CONSTRUCTION work on 114 metres of flood defence along Kendal’s River Kent will begin this week.

It is part of the controversial £76m flood scheme that the Environment Agency (EA) says will reduce the risk of flooding to 1,480 homes and 1,100 businesses across the river’s catchment area.

The EA says a ‘small number’ of trees will need removing to accommodate the work, with others needing to be cut back.

“Before work began, as well as a survey to identify any nesting birds, a tree assessment was carried out to identify and record all trees and woodlands which could be affected by these works,” said an EA spokeswoman.

“All work will take place with an arboriculturalist present, with sensitive techniques being used.

“Once work is completed, trees will be replanted to complement the rich grassland species that are being introduced.”

Stewart Mounsey, EA flood risk manager for Cumbria, said: “Construction of the £76m Flood Risk Management Scheme for Kendal is progressing, with contractors now starting work to build a flood defence wall along the River Kent near to Clarks [in Natland Road].

“The works in this location will take around five months to complete and will involve building 114 meters of flood defence wall, constructed on top of six metres of sheet piling.

“When finished, the wall will be finished in smooth concrete with sections being topped with a handrail.”

He said: “Sadly, some trees will need to be removed, but we are committed to planting species-rich grasslands and over 4000 trees across the whole area.

“More information on the Kendal Flood Risk Management Scheme can be found on www.thefloodhub/Kendal.”

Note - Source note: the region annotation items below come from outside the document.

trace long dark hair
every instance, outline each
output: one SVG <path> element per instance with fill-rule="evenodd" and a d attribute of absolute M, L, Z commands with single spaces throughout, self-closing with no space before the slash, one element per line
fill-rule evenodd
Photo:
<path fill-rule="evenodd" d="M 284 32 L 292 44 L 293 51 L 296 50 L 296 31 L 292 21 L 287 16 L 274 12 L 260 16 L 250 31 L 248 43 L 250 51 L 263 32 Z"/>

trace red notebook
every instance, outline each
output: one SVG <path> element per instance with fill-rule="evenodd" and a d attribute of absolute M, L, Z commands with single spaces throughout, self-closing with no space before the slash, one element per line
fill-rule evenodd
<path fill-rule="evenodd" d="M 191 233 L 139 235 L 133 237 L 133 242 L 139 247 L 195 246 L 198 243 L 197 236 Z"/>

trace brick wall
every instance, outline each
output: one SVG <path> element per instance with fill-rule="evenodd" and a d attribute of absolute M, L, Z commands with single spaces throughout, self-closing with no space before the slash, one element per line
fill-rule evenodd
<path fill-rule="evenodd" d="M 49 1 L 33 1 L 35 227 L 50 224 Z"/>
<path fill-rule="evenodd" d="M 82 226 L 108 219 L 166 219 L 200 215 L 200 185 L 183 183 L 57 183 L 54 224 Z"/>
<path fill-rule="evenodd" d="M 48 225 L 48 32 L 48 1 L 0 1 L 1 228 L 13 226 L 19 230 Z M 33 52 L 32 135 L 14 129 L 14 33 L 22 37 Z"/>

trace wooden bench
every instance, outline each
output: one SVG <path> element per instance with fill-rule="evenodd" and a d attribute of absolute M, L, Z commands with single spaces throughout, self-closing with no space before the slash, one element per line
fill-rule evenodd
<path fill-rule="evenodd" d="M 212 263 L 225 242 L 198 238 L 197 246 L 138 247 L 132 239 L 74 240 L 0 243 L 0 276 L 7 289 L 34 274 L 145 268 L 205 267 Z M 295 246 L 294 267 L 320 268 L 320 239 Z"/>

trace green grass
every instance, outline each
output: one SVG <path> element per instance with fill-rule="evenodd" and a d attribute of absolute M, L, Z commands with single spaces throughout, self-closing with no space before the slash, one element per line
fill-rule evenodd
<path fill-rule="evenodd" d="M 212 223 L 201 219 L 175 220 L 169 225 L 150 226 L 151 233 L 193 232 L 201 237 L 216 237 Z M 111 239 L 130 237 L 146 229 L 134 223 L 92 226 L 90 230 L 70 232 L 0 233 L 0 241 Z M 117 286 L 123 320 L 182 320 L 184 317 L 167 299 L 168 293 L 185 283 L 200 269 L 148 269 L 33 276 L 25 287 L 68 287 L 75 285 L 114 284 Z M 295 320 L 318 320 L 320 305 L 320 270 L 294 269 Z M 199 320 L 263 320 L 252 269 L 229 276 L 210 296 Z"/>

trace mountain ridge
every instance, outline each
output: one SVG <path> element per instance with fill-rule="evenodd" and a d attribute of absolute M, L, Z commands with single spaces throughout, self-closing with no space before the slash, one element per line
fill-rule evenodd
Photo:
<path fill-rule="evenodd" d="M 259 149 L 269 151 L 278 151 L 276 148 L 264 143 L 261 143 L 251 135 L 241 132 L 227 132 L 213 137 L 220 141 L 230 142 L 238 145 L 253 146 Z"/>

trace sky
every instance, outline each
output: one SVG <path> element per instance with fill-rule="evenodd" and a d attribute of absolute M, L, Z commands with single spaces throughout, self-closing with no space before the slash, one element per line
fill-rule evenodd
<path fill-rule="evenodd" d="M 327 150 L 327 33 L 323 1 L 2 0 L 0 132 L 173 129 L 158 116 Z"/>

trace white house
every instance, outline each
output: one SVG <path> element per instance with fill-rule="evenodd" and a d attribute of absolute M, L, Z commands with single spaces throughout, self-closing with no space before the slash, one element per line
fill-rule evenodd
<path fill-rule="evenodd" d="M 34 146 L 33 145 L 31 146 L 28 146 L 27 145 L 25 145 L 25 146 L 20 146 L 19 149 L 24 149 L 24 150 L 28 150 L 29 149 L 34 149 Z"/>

The scheme has divided townsfolk since its inception.

Campaigners calling for a rethink of the project claim it provides ‘false hope’ and have questioned how much protection it will really provide.

Business leader Mark Cropper, who chairs Kendal Futures, a partnership body aiming to make the town a better place to live and work, previously said the plans constituted a ‘disregard for our town’s heritage’ and that he was ‘devastated’ about the wider impact they would have on Kendal.

Mr Cropper wrote a letter to the EA expressing these concerns which was published by The Westmorland Gazette in full in March.

Westmorland and Lonsdale MP Tim Farron supports the scheme and has repeatedly expressed his wish to get it up and running in order to provide the promised protections to homes and businesses.